Bedaquiline and delamanid are the newer drugs for the treatment of DR-TB. This year, the US Food and Drug Administration is expected to approve another new drug called Pretomanid. A short course, all-oral treatment of MDR-TB is the major goal today. The Standardised Treatment Regimen of Anti-tuberculosis Drugs for Patients with Multidrug-resistant Tuberculosis 1 study has shown that high-dose moxifloxacin containing short-course regimen was noninferior to a long regimen with respect to the primary efficacy outcome and safety. Other trials are evaluating short-course regimens with bedaquiline against the WHO-recommended regimen. The Nix-TB trial with BPaL regimen (bedaquiline, pretomanid, and linezolid) for XDR-TB has shown very promising results with favorable outcomes in 90% of patients after 6 months of treatment and 6 months of posttreatment follow-up.
The Treatment Shortening of MDR-TB Using Existing and New Drugs Trial is underway to evaluate the effectiveness and safety of a new shorter regimen comprising four oral drugs, including delamanid, linezolid, levofloxacin, and pyrazinamide, for the treatment of fluoroquinolone-sensitive MDR-TB.
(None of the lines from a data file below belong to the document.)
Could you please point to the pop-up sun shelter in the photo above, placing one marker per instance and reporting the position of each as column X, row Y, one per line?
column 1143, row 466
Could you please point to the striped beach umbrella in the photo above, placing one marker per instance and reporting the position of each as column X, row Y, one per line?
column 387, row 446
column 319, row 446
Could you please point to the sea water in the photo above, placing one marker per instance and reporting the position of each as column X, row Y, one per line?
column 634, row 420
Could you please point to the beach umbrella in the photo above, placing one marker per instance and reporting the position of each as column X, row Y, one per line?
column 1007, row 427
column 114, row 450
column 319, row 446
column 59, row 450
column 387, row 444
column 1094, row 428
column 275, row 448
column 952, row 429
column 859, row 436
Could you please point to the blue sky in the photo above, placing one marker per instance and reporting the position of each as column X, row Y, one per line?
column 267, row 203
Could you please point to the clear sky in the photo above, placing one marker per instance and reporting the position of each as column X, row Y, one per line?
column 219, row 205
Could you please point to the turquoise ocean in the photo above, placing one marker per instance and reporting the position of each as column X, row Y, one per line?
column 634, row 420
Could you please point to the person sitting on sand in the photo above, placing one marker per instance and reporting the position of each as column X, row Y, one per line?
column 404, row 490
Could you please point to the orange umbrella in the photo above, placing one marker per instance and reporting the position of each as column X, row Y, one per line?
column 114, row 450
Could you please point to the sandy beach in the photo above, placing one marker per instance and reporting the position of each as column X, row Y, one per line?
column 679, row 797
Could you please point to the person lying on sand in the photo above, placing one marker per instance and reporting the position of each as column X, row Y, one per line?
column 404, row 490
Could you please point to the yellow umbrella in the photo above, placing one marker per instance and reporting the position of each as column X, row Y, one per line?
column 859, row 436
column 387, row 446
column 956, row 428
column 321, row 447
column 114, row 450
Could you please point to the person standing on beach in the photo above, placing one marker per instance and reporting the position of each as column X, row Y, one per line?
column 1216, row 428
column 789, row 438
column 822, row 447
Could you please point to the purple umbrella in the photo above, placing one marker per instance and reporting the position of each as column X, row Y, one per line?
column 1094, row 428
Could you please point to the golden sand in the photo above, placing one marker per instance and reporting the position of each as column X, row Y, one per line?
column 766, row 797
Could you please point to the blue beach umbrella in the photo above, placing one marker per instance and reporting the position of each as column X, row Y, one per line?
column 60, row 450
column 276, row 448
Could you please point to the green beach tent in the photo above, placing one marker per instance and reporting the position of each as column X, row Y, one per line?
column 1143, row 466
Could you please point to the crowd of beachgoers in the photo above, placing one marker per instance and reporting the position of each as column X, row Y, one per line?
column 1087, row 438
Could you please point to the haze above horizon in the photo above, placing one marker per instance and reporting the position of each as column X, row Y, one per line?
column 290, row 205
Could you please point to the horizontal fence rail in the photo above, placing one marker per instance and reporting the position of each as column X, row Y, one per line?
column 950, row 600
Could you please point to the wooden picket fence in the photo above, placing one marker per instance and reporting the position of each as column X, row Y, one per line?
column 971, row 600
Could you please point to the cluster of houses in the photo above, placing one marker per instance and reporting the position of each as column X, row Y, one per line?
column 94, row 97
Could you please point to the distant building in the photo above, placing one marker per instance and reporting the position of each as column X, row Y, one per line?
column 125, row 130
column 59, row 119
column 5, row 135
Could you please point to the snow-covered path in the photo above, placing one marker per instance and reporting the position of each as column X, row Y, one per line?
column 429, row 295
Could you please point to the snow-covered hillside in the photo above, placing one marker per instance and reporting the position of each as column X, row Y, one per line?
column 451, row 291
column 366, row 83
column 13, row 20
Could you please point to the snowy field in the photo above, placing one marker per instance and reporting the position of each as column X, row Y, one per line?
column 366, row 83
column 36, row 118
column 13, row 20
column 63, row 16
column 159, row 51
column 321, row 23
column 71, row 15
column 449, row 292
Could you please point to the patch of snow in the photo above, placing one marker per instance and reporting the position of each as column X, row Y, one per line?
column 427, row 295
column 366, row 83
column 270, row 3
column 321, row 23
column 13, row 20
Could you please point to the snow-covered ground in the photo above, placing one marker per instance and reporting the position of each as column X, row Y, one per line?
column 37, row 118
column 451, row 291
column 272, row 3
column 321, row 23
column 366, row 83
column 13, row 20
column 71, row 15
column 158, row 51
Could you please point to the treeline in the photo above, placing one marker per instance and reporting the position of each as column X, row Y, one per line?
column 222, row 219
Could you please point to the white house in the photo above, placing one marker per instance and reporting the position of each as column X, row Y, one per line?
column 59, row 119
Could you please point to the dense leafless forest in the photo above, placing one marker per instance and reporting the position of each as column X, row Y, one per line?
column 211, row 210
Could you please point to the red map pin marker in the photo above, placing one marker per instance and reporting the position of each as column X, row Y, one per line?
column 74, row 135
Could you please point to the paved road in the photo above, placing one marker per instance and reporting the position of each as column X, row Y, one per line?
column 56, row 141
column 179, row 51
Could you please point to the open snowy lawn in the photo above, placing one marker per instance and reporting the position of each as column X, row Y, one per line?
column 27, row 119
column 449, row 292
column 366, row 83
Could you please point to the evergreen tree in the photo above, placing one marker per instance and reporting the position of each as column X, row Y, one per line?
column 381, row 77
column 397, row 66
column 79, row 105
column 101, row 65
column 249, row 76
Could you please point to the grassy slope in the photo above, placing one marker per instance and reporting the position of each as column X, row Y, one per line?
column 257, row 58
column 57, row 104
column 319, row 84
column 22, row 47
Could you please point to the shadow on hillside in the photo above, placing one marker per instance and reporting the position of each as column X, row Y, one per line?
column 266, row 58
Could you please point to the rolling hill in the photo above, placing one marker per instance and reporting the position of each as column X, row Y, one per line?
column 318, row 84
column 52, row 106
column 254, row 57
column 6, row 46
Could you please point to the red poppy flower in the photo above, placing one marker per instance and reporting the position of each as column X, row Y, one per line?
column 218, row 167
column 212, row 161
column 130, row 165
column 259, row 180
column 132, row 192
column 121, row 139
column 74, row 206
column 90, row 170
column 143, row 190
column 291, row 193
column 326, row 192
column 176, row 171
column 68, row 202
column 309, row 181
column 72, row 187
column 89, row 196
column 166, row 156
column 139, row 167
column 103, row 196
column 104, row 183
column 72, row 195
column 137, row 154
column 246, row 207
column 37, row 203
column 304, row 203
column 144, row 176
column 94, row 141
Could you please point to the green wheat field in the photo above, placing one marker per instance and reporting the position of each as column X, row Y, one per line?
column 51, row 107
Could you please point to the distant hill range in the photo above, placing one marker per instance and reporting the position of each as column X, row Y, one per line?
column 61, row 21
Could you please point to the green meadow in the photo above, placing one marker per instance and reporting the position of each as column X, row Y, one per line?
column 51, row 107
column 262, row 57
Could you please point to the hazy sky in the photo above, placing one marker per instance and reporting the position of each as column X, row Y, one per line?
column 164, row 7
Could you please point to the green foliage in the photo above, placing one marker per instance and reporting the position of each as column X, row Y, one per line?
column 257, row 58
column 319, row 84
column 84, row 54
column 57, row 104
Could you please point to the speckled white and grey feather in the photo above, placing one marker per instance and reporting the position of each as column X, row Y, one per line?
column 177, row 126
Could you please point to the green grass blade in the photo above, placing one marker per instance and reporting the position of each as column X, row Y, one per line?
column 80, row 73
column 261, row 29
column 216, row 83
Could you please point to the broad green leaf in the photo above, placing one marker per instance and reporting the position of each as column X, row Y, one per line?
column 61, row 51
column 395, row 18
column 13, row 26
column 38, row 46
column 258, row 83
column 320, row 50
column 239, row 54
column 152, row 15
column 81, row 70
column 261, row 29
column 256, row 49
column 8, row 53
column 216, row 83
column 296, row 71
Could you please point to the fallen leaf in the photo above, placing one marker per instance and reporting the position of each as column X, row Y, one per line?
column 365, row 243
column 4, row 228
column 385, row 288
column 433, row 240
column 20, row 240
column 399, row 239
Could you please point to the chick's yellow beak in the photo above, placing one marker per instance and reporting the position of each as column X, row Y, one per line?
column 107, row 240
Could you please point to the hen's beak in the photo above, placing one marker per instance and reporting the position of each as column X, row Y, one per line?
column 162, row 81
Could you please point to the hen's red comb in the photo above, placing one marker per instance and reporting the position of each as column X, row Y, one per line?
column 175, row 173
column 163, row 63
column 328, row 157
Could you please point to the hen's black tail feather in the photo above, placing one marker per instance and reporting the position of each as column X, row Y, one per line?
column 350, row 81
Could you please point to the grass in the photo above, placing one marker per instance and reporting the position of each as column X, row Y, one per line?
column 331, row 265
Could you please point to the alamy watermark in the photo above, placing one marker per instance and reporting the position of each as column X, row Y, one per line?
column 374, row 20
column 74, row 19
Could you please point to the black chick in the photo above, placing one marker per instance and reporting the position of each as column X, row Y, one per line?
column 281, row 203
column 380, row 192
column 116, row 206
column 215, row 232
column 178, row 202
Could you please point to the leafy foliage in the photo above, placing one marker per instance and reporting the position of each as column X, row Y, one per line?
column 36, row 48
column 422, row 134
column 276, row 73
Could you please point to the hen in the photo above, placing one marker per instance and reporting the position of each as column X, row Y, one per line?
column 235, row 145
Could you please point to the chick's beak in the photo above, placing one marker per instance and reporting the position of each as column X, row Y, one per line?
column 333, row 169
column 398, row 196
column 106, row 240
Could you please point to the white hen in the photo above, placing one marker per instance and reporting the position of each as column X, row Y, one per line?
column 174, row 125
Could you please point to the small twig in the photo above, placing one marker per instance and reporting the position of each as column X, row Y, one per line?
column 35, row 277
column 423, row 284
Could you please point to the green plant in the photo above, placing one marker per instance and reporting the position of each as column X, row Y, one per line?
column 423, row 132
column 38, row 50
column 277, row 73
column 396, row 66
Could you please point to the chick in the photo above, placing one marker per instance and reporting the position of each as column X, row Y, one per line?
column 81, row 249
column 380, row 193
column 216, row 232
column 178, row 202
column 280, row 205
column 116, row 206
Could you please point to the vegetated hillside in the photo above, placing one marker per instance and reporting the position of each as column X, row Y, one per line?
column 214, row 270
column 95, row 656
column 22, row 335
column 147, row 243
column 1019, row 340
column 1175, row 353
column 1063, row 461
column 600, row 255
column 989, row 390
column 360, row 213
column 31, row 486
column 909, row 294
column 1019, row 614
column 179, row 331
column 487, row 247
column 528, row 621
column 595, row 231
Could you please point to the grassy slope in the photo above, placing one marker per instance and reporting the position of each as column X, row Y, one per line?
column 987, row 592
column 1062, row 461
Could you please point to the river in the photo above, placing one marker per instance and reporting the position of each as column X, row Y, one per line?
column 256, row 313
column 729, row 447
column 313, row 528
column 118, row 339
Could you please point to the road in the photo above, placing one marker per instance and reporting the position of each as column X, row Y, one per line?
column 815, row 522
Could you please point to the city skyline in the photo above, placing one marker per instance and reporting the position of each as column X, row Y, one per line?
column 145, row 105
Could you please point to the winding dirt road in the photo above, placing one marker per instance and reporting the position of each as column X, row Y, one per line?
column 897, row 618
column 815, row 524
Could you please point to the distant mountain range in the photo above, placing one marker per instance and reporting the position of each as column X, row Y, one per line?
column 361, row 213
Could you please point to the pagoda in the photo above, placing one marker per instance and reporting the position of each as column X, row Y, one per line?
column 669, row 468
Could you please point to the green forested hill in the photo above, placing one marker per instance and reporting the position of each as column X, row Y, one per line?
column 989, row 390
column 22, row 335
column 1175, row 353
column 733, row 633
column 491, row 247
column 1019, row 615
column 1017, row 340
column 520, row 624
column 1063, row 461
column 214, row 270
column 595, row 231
The results from these trials provide evidence for adopting a shorter, safer, and more convenient treatment regimen for DR-TB. To support the uptake and scale-up of such shorter regimens, it is paramount that providers and national programs are guided by phenotypic and/or genotypic DST to offer individualized regimens. The scale-up of diagnostics such as CB-NAAT and line probe assays has made DST easier, and technologies such as sequencing are becoming easier and more affordable every passing year. The future of DR-TB treatment heavily relies on our ability to exploit novel DST tools, new drug regimens, and digital adherence support tools. India has a chance to lead from the front in this arena.